Prof. Luigi Zengales (University of Chicago) has presented an interesting alternative to the Paulson Plan. Zengales recommends establishing a special fast-track, pre-packaged form of Chapter 11 Bankruptcy to restructure ailing Wall Street investment banks and get them operating again. By way of encouragement, the Federal Reserve would only open its lending window to investment banks which accept this restructuring.
As I understand it, this plan would force banks that now have opaque, questionable balance sheets to write down and finally accept the diminished value of their devalued mortgage-backed securities. This would be a painful process that would entail corporate restructuring, but the special Chapter 11 Bankruptcy procedures would get these firms solid and running again as fast as possible. Zengales describes his plan thus:
Since we do not have time for a Chapter 11 and we do not want to bail out all the creditors, the lesser evil is to do what judges do in contentious and overextended bankruptcy processes: to cram down a restructuring plan on creditors, where part of the debt is forgiven in exchange for some equity or some warrants.

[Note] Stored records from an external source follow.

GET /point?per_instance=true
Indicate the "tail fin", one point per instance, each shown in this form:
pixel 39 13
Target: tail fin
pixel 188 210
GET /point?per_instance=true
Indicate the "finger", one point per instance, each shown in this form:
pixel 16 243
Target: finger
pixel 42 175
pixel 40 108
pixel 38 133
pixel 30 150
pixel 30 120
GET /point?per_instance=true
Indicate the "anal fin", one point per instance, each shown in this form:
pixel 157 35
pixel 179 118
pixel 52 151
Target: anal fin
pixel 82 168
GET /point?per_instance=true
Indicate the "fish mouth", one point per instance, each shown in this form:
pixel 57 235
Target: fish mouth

Again, as I understand it, the credit markets are freezing because banks are unwilling to lend money to institutions with opaque and questionable balance sheets. This was not a problem before, but now everyone is worried that that these banks are not solvent. This tough proposal would force banks with too much exposure to deal with the "toxic" assets once and for all. Ultimately, this should restore confidence in the financial markets, and the cost would be borne entirely by Wall Street without any infusion of taxpayer cash.
I am intrigued by this "tough love" proposal and I would very much like to hear our bankruptcy experts explain the plan... Because, frankly, I have to admit that really don't understand it. I hope what I have said here is merely distorted instead of dead wrong!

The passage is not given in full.